PSS Test Vector Generator

This document describes the process for making test vectors (simulated pulsar search data products) for the purpose of testing pulsar and fast-transient search algorithms.

The output test vectors are in Sigproc filterbank format, and can be used as input to the PSS pipeline for testing. Each file consists of Gaussian noise superposed with a simulated pulsar signal with user-defined spin parameters. The default output files are based on a typical SKA pulsar search beam with 4096 frequency channels, 64-us time resolution, 600-s integration time, and 8-bit samples. This results in each test vector having a size of 36 GB. If needed, the file parameters can also be modified by the user.

The PSS Test Vector Generator docker image

All relevant dependences and scripts needed to run the Test Vector Generator is included in a docker image, set up through the Docker File. The docker image is also available in:

Running the PSS Test Vector Generator pipeline

From inside the docker image, to run the Test Vector Generation pipeline, simply type:

>> python -m <mode> -d <path to yaml directory> -o <output directory>

where <mode> is one of the following:

  • DDTR
  • FLDO

Each of these modes is described in a .yaml file, which are located in the examples directory. Alternatively, a custom made mode can be used by creating a .yaml file following the syntax in e.g. test.yaml, which is also included in the examples directory.

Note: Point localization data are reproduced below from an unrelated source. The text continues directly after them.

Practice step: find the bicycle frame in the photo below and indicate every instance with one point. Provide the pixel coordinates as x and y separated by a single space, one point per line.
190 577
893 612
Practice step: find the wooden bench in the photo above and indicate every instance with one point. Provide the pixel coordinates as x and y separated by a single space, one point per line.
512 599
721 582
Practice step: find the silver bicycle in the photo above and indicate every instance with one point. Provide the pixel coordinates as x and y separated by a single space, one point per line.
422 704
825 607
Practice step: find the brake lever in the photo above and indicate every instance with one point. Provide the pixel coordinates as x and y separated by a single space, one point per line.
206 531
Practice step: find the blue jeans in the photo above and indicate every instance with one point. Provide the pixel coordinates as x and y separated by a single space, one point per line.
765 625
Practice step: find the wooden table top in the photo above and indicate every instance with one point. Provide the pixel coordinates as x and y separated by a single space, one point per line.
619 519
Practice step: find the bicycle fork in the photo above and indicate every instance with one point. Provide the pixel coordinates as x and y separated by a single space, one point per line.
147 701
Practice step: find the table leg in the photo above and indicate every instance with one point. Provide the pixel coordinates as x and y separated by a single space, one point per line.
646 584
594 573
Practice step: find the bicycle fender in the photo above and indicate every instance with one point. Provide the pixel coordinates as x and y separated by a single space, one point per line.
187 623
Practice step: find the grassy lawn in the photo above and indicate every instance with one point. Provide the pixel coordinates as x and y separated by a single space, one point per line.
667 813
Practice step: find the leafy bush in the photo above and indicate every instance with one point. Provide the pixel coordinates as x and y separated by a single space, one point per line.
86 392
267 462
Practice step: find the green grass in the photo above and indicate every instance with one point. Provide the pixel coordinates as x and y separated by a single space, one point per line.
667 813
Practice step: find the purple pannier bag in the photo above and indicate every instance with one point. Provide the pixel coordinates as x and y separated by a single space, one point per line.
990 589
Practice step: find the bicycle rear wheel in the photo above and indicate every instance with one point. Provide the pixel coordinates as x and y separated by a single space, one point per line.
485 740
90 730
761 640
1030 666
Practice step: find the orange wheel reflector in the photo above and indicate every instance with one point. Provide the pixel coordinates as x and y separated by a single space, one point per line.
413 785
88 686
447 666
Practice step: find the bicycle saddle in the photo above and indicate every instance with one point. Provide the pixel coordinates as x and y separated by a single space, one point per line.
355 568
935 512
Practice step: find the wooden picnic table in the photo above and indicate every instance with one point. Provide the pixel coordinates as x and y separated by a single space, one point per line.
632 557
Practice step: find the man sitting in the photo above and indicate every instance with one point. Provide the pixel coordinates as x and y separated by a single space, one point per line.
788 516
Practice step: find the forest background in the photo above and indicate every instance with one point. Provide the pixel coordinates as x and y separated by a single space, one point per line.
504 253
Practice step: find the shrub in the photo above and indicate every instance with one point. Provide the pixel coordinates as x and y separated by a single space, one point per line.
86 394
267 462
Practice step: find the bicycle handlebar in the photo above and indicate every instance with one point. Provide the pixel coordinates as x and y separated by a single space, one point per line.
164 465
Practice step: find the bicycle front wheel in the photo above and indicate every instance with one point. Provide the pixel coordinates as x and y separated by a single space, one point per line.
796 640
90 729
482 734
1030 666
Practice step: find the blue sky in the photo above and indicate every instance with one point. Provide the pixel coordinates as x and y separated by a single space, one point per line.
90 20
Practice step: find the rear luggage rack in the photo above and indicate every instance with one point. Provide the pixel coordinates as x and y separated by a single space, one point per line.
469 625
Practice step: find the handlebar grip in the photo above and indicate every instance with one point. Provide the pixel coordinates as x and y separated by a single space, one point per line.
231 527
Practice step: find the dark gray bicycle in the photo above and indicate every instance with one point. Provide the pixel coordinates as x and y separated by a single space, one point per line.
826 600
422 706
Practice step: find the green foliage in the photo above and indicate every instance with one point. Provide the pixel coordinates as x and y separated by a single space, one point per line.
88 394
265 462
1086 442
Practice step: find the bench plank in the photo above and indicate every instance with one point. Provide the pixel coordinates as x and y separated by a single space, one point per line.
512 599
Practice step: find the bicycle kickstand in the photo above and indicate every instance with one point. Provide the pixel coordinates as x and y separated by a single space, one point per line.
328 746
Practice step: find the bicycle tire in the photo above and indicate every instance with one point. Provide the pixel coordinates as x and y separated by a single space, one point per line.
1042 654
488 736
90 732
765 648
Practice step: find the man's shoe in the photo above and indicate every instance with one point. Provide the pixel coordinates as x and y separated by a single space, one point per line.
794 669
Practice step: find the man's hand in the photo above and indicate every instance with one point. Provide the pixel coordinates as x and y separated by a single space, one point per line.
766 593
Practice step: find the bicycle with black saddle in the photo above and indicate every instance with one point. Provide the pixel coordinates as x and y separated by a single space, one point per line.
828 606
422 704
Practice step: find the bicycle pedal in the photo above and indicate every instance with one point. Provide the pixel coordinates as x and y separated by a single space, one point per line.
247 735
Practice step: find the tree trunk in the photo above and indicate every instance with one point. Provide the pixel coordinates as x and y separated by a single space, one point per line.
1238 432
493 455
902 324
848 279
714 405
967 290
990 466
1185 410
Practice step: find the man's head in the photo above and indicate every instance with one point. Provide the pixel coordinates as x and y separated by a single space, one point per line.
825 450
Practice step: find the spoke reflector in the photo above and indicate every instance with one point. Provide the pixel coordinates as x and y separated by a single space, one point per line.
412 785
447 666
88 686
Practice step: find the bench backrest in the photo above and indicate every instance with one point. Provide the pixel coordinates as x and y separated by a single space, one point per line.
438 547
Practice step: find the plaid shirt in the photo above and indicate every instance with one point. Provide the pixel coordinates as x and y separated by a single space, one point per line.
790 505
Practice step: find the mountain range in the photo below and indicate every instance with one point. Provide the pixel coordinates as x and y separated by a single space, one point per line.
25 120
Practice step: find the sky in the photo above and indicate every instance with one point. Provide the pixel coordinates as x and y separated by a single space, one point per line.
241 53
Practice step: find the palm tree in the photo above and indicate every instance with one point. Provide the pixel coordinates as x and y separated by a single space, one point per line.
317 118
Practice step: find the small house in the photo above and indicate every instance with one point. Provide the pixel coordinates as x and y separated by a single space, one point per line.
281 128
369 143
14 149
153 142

The pipeline will then create a filterbank file containing Gaussian noise (noise.fil), as many pulse profile files as has been specified in the .yaml file and then use these to inject simulated pulsars with the specified pulsar paramters. All output files will be put into the specified output directory, including the noise file (noise.fil) and profile files (*.asc).


Some parts of the pipeline are optimised with open-mp. Depending on your computer set-up, you may want to specify the number of CPU cores avaliable to the pipeline before starting up. This can be done by running:

>> export OMP_NUM_THREADS=<xx>

where <xx> is the number of CPU cores.